Re: [patch 0/2 for-4.20] mm, thp: fix remote access and allocation regressions
From: David Rientjes
Date: Wed Dec 05 2018 - 16:14:43 EST
On Wed, 5 Dec 2018, Michal Hocko wrote:
> > As we've been over countless times, this is the desired effect for
> > workloads that fit on a single node. We want local pages of the native
> > page size because they (1) are accessed faster than remote hugepages and
> > (2) are candidates for collapse by khugepaged.
> >
> > For applications that do not fit in a single node, we have discussed
> > possible ways to extend the API to allow remote faulting of hugepages,
> > absent remote fragmentation as well, then the long-standing behavior is
> > preserved and large applications can use the API to increase their thp
> > success rate.
>
> OK, I just give up. This doesn't lead anywhere. You keep repeating the
> same stuff over and over, neglect other usecases and actually force them
> to do something special just to keep your very specific usecase which
> you clearly refuse to abstract into a form other people can experiment
> with or at least provide more detailed broken down numbers for a more
> serious analyses.

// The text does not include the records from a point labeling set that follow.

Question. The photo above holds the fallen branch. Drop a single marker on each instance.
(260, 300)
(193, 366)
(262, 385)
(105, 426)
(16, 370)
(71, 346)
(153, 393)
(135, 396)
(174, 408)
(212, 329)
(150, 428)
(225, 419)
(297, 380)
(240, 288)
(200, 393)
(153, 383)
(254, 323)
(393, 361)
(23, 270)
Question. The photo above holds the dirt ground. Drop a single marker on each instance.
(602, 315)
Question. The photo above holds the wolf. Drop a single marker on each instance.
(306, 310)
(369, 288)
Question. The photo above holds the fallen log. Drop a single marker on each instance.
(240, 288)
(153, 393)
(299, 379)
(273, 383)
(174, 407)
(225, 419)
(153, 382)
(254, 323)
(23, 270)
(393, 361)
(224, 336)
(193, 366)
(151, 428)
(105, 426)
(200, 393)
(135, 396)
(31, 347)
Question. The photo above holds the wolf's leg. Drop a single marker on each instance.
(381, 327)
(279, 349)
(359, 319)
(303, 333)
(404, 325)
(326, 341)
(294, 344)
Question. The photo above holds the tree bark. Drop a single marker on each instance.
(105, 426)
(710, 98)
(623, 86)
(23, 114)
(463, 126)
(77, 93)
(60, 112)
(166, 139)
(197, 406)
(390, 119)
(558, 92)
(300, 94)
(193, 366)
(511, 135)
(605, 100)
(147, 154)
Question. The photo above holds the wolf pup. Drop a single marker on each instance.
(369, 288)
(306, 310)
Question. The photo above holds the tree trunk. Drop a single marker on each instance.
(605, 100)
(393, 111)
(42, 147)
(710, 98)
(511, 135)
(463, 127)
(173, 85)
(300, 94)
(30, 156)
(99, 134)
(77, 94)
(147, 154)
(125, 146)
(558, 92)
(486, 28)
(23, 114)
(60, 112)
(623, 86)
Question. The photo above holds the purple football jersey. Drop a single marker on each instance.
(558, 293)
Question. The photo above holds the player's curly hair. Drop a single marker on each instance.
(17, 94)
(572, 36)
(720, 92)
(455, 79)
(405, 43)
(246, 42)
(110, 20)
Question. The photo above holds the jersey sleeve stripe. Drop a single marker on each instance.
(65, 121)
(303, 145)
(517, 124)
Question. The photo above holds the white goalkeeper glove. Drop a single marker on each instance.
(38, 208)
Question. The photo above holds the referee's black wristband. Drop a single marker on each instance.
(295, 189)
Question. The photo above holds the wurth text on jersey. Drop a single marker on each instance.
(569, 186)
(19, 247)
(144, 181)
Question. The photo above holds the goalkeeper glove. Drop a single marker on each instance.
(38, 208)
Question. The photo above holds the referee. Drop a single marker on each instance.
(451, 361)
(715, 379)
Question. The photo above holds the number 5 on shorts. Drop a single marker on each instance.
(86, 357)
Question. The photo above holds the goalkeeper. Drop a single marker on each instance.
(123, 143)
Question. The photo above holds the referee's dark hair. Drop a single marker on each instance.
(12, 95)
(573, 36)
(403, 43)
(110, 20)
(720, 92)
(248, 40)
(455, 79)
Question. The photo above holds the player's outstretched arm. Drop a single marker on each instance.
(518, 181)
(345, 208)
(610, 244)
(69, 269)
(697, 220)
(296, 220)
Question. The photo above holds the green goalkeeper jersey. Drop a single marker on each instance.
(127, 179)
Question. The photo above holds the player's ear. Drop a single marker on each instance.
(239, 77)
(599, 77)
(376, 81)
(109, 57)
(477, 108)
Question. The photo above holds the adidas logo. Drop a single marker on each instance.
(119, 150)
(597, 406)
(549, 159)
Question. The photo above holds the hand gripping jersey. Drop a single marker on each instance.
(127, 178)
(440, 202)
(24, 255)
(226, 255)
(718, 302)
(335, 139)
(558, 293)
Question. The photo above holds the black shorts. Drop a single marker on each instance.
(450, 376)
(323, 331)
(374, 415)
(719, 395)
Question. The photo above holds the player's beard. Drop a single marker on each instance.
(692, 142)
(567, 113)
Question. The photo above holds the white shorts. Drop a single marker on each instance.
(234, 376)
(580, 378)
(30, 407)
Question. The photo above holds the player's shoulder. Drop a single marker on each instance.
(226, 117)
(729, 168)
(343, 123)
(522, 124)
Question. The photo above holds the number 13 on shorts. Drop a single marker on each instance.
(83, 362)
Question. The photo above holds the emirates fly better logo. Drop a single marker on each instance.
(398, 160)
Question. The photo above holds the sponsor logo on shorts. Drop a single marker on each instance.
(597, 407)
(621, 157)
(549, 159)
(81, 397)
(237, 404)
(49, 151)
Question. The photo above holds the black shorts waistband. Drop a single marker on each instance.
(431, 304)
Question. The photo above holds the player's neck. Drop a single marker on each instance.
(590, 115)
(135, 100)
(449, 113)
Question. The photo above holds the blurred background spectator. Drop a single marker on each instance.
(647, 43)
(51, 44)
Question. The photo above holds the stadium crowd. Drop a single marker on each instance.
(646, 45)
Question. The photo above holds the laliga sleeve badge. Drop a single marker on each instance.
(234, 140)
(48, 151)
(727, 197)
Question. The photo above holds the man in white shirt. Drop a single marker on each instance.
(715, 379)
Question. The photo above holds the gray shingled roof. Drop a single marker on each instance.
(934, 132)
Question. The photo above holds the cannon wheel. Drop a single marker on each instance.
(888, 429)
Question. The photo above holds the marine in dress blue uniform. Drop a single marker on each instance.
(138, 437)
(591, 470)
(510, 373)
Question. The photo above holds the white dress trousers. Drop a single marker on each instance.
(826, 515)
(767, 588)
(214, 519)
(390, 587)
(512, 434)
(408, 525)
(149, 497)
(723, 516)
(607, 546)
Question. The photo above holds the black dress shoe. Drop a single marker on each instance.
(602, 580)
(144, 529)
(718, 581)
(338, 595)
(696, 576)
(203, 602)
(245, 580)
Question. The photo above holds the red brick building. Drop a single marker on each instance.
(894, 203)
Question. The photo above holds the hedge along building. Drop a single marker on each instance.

Fault latency is only a part of the picture which is
> much more complex. Look at Mel's report to get an impression of what
> might be really useful for a _productive_ discussion.
The other usecases is part of patch 2/2 in this series that is
functionally similar to the __GFP_COMPACT_ONLY patch that Andrea proposed.
We can also work to extend the API to allow remote thp allocations.
Patch 1/2 reverts the behavior of commit ac5b2c18911f ("mm: thp: relax
__GFP_THISNODE for MADV_HUGEPAGE mappings") which added NUMA locality on
top of an already conflated madvise mode. Prior to this commit that was
merged for 4.20, *all* thp faults were constrained to the local node; this
has been the case for three years and even prior to that in other kernels.
It turns out that allowing remote allocations introduces access latency in
the presence of local fragmentation.
The solution is not to conflate MADV_HUGEPAGE with any sematic that
suggests it allows remote thp allocations, especially when that changes
long-standing behavior, regresses my usecase, and regresses the kernel
test robot.
I'll change patch 1/2 to not touch new_page() so that we are only
addressing thp faults and post a v2.